Microsoft's Allchin Seeks One Last Stamp On The Desktop

With retirement a year off, Allchin hopes Vista swan song will prove to be the "highest quality" and fastest-adopted operating system ever.

Aaron Ricadela, Contributor

September 21, 2005

4 Min Read

During more than 20 years in the computer industry -- 15 of them with Microsoft -- Jim Allchin has put his imprimatur on computer networking, the way people interact with those machines, and systems that can ward off digital miscreants. At some of the most important junctures in the PC business, Allchin has been there, riding herd on his programmers to think bigger, code better, ship faster. That didn't change Tuesday when Allchin, named co-president of Microsoft's new platforms group as part of a broad re-organization of the company, announced he would retire at the end of next year.

"If you want to make a difference and you see something that can be improved, then don't talk -- improve it," Allchin, 53, wrote in an E-mail to colleagues. "Now let's ship, ship, ship!"

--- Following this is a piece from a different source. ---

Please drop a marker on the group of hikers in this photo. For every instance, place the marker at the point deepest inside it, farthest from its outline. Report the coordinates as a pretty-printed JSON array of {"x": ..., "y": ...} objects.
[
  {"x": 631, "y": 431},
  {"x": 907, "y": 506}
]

The product he was referring to is Windows Vista, and by the time it arrives late next year -- assuming Microsoft keeps to its schedule -- it will be five years after the release of today's desktop operating system, Windows XP. That's an eternity in computing. But in an interview last week, Allchin said he's determined to make Vista the best performing, most popular Microsoft product yet, and is less concerned with deadlines than quality and users' experience with the PC. "We think it will be the highest-quality operating system we've ever shipped," he says, and consequently, potentially the fastest adopted operating system in history. On his watch, Microsoft has brought in new, high-tech programming tools from its research labs that could make its code sounder, and help the company deliver Vista on time. As it turns out, Vista will be the last Microsoft product shipped by teams managed by Allchin, a man famous for getting his charges to bear down and deliver.

"Vista is his baby -- it's his swan song," says Rob Enderle, principal of IT consultancy the Enderle Group. "It's night and day from where Windows has traditionally been."

Allchin shipped Windows XP, and before that Windows 2000, and oversaw delivery and engineering of Microsoft.Net, a wholesale change in Microsoft's underlying technologies ushered in at the beginning of this decade. A few years before that, he won an internecine battle that solidified Windows' supremacy at Microsoft over cross-platform technology advocated by former exec Brad Silverberg.

Before Microsoft plucked him in 1990, Allchin helped found Banyan Systems in the '80s, whose Vines software represented a leap in computer networking. "He influenced the thinking of a whole bunch of us working on network operating systems, both technically and from a user's perspective," says Michael Cherry, an analyst at consulting company Directions on Microsoft who worked for Microsoft from 1990 to 2000. Vines made it practical to find other users on a network -- a big argument for installing business PCs. "It was easy for people who weren't technically savvy," Cherry says.

In his E-mail to colleagues, Allchin said it was chairman Bill Gates' promise of getting his work before a bigger audience that drew him to Redmond. "When I first met Bill, he told me that no matter how good the software I built was, I would never be able to touch as many people as I would if I came to work at Microsoft. It was true then and it is even more true now. This is the place to be."

It's the place Allchin will remain for another year, until after Vista ships. On Tuesday, Microsoft promoted Allchin and Kevin Johnson as co-presidents of a new "platform products and services" division that will include Windows, server software, development tools, and Microsoft's MSN Internet business. Johnson will become division president after Allchin retires. The company also named Jeff Raikes and Robbie Bach presidents of two other newly created groups for business software, and entertainment and portable-computing products.

In his E-mail, Allchin said an illness 2-and-1/2 years ago caused him to "take a step back and evaluate all my priorities." That led to his decision to retire. Allchin had weighed retirement even earlier, but returned from a sabbatical several years ago re-energized, says analyst Enderle. "During his sabbatical he helped friends install Windows And he had a horrible experience," he says. "He came back from sabbatical with a new drive to build a product that met his standards Windows XP wasn't something you'd want to be remembered for."

In an E-mail to Microsoft's staff, CEO Steve Ballmer wrote that Allchin has had "an immeasurable impact on our success." Ballmer noted Allchin's dedication to making sure computers work in the everyday scenarios in which people expect them to function. But he acknowledged that Allchin has yet to complete his final act in the tech world. "Of course," said Ballmer, "we'll celebrate Jim's great contributions closer to when he actually retires."